Information U/S. 27 Evidence Act Must Be Proved By Investigating Officer As Being Voluntary & Uninfluenced By Threat, Duress Or Coercion: SC
The Supreme Court reiterated that the information under Section 27 of the Indian Evidence Act, 1872 (IEA) must be proved by the Investigating Officer as being voluntary and uninfluenced by threat, duress, or coercion.
The Court reiterated thus in a Criminal Appeal filed by the accused against the Judgment of the Telangana High Court by which it dismissed his Appeal and affirmed the Judgment of the Family Court-cum-VII-Additional Sessions Judge.
The two-Judge Bench comprising Justice Dipankar Datta and Justice Sandeep Mehta observed, “The law is well settled by a catena of judgments of this Court that the information under Section 27 IEA which leads to discovery of an incriminating material/evidence must be proved by the Investigating Officer as being voluntary and uninfluenced by threat, duress or coercion. The Investigating Officer is also required to prove the contents of the information/confessional memo to the extent they relate to the facts discovered.”
The Bench also reiterated that in a case based purely on circumstantial evidence, the prosecution is under an obligation to prove each and every link in the chain of incriminating circumstances beyond all manner of doubt and that the circumstances so relied upon by the prosecution should point unequivocally towards the guilt of the accused and should be inconsistent with the guilt of anyone else or the innocence of the accused.
Senior Advocate A. Sirajudeen appeared on behalf of the Appellant/accused while AOR (Standing Counsel) Devina Sehgal appeared on behalf of the Respondent/State.
Brief Facts -
As per the prosecution case, the deceased and the wife of the Appellant/accused developed an extra-marital affair with each other. In 2013, they eloped from their village and the Appellant’s wife returned after four days but the deceased failed to turn up. Consequently, the deceased’s mother lodged a missing Complaint at the Police Station. Based on the Complaint, a case was registered. The Appellant along with other accused persons allegedly threatened the family members of the deceased in the Panchayat and under the fear of retribution, they agreed to pay a compensation of Rs. 3.5 lakhs to him within 10 days. However, the Appellant was unsatisfied with such resolution and thus, he allegedly hatched a plan to eliminate the deceased.
Resultantly, the Appellant and other accused persons abducted the deceased and killed him with a towel. It was further alleged that they crushed his face by a big boulder so as to destroy his identity and his dead body was concealed in a nearby water channel. Thereafter, the Appellant divorced his wife and then an FIR was registered under Sections 384, 364, 302, 201 read with Section 109 of the Indian Penal Code (IPC). Eight accused persons were put up for trial and the Trial Court convicted them. However, other co-accused were acquitted. A common Appeal was preferred and the Division Bench reversed the conviction of two accused but affirmed the same of the Appellant. Being aggrieved, he was before the Apex Court.
The Supreme Court in view of the above facts, said, “Only in the event of the complete/unbroken chain of circumstances being proved by cogent and clinching evidence which does not admit of any other inference, otherwise that of the guilt of the accused, the conviction can be recorded.”

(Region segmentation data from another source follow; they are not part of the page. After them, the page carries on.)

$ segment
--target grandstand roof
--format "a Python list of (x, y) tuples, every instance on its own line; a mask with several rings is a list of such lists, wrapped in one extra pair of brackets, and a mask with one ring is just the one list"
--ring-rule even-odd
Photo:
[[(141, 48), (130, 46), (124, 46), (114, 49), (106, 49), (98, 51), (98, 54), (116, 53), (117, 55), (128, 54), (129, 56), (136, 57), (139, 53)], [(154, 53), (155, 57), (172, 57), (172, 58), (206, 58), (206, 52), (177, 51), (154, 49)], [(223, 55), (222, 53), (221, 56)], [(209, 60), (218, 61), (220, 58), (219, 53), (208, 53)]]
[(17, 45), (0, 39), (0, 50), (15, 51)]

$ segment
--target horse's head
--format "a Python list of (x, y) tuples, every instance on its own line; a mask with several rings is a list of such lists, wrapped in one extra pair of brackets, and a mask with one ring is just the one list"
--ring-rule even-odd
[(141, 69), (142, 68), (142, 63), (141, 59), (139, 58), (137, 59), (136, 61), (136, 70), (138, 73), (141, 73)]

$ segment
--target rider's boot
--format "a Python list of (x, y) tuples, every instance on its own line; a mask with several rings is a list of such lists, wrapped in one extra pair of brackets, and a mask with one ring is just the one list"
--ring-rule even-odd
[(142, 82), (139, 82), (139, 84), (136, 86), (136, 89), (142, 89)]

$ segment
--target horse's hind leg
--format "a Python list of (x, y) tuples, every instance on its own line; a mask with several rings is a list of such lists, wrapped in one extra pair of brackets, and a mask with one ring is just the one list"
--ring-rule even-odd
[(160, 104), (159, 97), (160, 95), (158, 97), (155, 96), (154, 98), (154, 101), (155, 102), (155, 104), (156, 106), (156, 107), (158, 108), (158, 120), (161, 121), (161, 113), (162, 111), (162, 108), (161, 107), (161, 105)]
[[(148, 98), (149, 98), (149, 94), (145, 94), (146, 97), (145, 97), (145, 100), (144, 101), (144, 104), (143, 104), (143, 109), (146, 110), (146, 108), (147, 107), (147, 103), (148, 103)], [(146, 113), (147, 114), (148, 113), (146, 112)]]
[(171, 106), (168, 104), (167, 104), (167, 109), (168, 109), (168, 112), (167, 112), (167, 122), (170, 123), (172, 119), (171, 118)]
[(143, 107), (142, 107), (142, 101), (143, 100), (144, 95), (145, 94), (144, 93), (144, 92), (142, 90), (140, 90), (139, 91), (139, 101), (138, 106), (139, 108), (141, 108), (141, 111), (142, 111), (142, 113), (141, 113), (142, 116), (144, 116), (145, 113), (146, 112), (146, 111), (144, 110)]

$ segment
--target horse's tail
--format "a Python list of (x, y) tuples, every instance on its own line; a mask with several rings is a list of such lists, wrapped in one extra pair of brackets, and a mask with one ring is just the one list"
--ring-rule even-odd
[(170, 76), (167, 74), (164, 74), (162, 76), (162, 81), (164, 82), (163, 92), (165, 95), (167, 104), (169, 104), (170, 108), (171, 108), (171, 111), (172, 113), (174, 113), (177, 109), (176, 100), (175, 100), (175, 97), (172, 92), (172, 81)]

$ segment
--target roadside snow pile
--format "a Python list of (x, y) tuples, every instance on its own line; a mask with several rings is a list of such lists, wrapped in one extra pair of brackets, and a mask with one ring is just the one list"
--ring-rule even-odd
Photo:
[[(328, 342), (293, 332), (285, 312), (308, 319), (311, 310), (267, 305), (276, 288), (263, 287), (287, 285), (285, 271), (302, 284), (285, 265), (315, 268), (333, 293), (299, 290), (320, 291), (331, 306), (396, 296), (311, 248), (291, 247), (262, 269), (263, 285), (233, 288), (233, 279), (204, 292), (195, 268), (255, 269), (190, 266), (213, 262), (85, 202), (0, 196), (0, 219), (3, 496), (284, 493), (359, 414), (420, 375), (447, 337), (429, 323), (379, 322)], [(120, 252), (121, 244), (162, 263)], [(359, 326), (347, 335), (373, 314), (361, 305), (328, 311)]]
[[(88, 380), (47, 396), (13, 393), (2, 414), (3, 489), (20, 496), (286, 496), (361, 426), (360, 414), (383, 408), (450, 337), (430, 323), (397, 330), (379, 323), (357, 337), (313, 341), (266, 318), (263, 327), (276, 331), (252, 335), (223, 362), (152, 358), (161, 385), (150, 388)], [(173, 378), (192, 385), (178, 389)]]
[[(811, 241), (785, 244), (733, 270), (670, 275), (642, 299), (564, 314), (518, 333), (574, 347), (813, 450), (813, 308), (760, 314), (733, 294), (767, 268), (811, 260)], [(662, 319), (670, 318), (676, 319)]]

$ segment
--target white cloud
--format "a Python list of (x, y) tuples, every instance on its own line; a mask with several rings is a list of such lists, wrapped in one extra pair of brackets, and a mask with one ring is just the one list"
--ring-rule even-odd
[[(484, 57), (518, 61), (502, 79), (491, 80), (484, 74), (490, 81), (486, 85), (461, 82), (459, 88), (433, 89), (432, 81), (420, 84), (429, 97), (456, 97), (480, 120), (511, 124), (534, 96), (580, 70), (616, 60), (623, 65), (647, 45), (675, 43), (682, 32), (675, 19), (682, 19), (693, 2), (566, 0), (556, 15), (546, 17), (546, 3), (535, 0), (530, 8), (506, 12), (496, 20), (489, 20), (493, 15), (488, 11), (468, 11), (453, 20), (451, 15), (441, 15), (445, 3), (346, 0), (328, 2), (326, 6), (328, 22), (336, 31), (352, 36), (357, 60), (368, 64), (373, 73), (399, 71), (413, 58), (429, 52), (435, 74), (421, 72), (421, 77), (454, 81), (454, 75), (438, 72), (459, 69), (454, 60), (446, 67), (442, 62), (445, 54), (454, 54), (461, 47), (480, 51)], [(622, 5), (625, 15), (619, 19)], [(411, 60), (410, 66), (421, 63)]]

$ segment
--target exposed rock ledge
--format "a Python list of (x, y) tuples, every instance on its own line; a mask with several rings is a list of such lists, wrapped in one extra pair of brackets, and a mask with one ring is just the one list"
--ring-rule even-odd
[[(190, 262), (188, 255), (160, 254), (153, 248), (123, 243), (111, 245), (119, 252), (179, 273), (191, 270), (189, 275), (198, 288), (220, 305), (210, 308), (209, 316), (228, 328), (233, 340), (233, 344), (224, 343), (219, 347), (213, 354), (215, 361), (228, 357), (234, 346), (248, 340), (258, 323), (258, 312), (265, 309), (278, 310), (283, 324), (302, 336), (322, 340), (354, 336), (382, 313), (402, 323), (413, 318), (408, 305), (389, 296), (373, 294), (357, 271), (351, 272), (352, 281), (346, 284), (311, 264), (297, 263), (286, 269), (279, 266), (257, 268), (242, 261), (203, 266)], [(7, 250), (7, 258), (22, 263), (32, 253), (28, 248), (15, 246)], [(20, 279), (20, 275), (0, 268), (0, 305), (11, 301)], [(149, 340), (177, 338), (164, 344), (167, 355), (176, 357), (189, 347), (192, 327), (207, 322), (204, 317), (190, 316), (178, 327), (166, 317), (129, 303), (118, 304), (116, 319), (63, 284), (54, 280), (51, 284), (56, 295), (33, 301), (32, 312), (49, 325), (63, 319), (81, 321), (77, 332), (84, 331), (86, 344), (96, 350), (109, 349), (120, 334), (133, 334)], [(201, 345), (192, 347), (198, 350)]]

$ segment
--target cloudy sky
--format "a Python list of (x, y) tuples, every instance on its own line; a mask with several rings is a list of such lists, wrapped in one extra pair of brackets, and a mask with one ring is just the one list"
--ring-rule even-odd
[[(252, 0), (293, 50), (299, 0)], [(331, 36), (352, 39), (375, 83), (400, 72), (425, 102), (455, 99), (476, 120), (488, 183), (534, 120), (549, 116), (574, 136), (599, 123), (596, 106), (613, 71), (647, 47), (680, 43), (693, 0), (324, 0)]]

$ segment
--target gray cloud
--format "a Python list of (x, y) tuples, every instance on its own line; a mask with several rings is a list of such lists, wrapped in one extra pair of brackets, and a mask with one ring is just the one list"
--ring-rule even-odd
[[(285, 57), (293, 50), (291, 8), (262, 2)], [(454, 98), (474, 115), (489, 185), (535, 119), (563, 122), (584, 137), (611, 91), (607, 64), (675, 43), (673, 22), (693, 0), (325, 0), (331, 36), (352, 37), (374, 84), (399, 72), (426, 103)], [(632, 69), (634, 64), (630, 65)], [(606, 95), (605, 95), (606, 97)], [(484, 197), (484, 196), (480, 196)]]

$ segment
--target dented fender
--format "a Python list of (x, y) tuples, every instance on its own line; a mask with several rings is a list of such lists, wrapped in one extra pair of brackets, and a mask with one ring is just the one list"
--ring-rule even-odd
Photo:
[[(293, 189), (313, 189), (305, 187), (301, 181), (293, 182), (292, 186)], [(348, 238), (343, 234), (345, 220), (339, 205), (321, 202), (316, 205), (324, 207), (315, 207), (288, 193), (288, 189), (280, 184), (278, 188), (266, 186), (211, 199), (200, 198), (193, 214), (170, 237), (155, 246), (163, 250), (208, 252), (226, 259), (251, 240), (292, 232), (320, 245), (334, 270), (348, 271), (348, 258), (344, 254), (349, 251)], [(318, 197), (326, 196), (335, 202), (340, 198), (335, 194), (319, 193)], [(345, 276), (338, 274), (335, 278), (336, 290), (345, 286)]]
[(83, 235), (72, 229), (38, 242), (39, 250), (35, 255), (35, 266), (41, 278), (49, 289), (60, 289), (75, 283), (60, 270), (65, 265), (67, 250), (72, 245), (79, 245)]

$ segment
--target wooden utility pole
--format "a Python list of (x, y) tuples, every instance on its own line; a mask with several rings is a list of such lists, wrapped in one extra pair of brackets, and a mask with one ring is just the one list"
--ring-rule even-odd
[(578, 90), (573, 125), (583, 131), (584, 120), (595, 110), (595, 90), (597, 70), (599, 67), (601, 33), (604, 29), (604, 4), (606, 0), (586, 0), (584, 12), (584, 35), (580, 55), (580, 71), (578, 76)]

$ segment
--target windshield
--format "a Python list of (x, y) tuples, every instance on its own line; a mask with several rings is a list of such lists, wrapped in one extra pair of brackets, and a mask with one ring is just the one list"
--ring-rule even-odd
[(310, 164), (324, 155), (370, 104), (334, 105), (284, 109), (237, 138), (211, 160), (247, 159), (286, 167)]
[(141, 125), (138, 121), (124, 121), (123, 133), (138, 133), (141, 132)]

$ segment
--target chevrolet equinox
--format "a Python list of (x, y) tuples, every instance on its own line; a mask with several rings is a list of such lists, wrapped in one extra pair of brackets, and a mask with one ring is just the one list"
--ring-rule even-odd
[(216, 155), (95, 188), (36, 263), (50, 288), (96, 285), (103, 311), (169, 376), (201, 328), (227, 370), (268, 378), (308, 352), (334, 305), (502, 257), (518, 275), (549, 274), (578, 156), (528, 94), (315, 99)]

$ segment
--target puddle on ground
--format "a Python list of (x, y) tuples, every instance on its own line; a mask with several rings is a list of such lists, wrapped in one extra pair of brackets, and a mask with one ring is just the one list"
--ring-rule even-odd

The Court further noted that, so far as the aspect of recovery of the currency notes is concerned, the Investigating Officer (IO) categorically stated that it was the accused who led them to the place of discovery, but so far as the crime scene is concerned, there is not even a slightest utterance by IO that the accused made the disclosure or led them to the place where the skeletal remains were found.
“The panch witness (PW-9 and PW-19) also did not make a whisper regarding the accused, leading them to the place from where the incriminating articles were recovered. … Hence, we have no hesitation in holding that neither was the disclosure allegedly suffered by the accused before the Investigating Officer (PW-22) under Section 27 IEA proved as per law nor did the prosecution establish that the discovery was made on being pointed out by the accused”, it added.
The Court observed that, since the very factum of the discovery/recovery of incriminating skeletal remains was not proved by proper evidence, the same cannot be linked to the accused Appellant.
“… the DNA profiling report pales into insignificance and cannot be treated as an incriminating circumstance against the accused. … we have no hesitation in holding that none of the incriminating circumstances portrayed by the prosecution in its endeavour to bring home the charges against the accused appellant were established by cogent and clinching evidence, and therefore, the conviction of the accused appellant as recorded by the trial Court and affirmed by the High Court cannot be sustained”, it concluded.
Accordingly, the Apex Court allowed the Appeal, quashed the impugned Judgment, and acquitted the accused.
Cause Title- Wadla Bheemaraidu v. State of Telangana (Neutral Citation: 2024 INSC 923)
Appearance:
Appellant: Senior Advocate A Sirajudeen, AOR Manjeet Chawla, and Advocate Shaik Soni Ahamed.
Respondent: AOR Devina Sehgal and Advocate S. Uday Bhanu.